In the past decade, a number of Third World countries have emerged from their economic status as sources of raw materials or as sweatshops in which low-wage, low-skilled workers produced goods for the richer nations. Now they are themselves manufacturing and consuming high-quality, high-technology products and are establishing foreign subsidiaries, most often in other developing countries. This book is the first to study the significant-growth in foreign direct investment by such countries and its impact on the international economic order.
Third World Multinationals explores the question of why firms based in developing countries have chosen to invest in branches, joint ventures, and wholly-owned subsidiaries overseas rather than simply export goods or enter into licensing arrangements abroad. In addition to the cost of transport, tariff barriers, and import restrictions, it identifies a number of less apparent factors, such as the motivations of managers in wanting to go abroad, the meshing of technological levels, ethnic ties, and the desire to protect proprietary processes and competitive advantages.

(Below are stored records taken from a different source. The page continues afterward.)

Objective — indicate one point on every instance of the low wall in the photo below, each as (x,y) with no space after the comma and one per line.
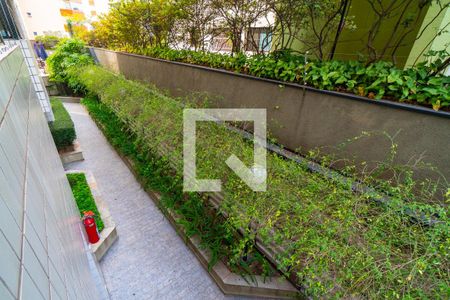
(302,117)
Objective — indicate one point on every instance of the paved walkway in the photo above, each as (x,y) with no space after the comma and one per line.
(149,260)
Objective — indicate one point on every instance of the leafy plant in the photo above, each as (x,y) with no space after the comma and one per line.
(62,129)
(83,197)
(68,53)
(49,41)
(379,80)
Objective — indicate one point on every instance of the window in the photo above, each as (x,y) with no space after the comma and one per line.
(258,39)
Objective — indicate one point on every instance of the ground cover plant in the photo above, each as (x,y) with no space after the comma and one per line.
(336,243)
(83,197)
(62,128)
(196,216)
(378,80)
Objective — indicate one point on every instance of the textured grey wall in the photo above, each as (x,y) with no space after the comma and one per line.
(304,120)
(41,246)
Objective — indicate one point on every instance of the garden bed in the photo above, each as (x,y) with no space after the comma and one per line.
(335,241)
(197,222)
(304,118)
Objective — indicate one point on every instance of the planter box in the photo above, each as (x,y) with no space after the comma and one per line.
(302,117)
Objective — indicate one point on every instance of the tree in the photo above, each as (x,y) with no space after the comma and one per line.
(236,16)
(136,24)
(406,15)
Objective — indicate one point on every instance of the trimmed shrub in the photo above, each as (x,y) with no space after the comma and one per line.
(62,129)
(337,243)
(68,53)
(83,197)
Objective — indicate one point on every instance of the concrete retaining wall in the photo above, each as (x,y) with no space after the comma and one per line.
(304,118)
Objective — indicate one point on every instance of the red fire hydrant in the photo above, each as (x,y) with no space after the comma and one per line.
(91,227)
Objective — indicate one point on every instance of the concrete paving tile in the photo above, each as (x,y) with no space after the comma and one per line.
(149,260)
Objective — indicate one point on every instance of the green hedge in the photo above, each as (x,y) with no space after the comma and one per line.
(337,243)
(376,81)
(62,129)
(83,197)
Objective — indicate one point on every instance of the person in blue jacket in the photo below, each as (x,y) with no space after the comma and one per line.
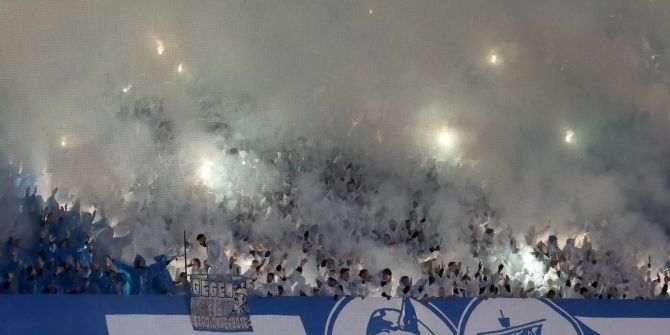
(138,275)
(161,280)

The book compares the similarities and differences between these firms and their more established counterparts from the industrialized countries, both large and small. It examines the implications of these developments on the relations between specific home and host countries, and on North-South relations and South-South relations in general. In the face of scarce and unreliable figures, the author has compiled a considerable amount of validated data and viable estimates from numerous world sources. The cases and examples are taken mainly from South America and South and Southeast Asia, those regions that have put forth the largest number of multinational offshoots.
Louis T. Wells, Jr., is Herbert F. Johnson Professor of International Management, Harvard Business School.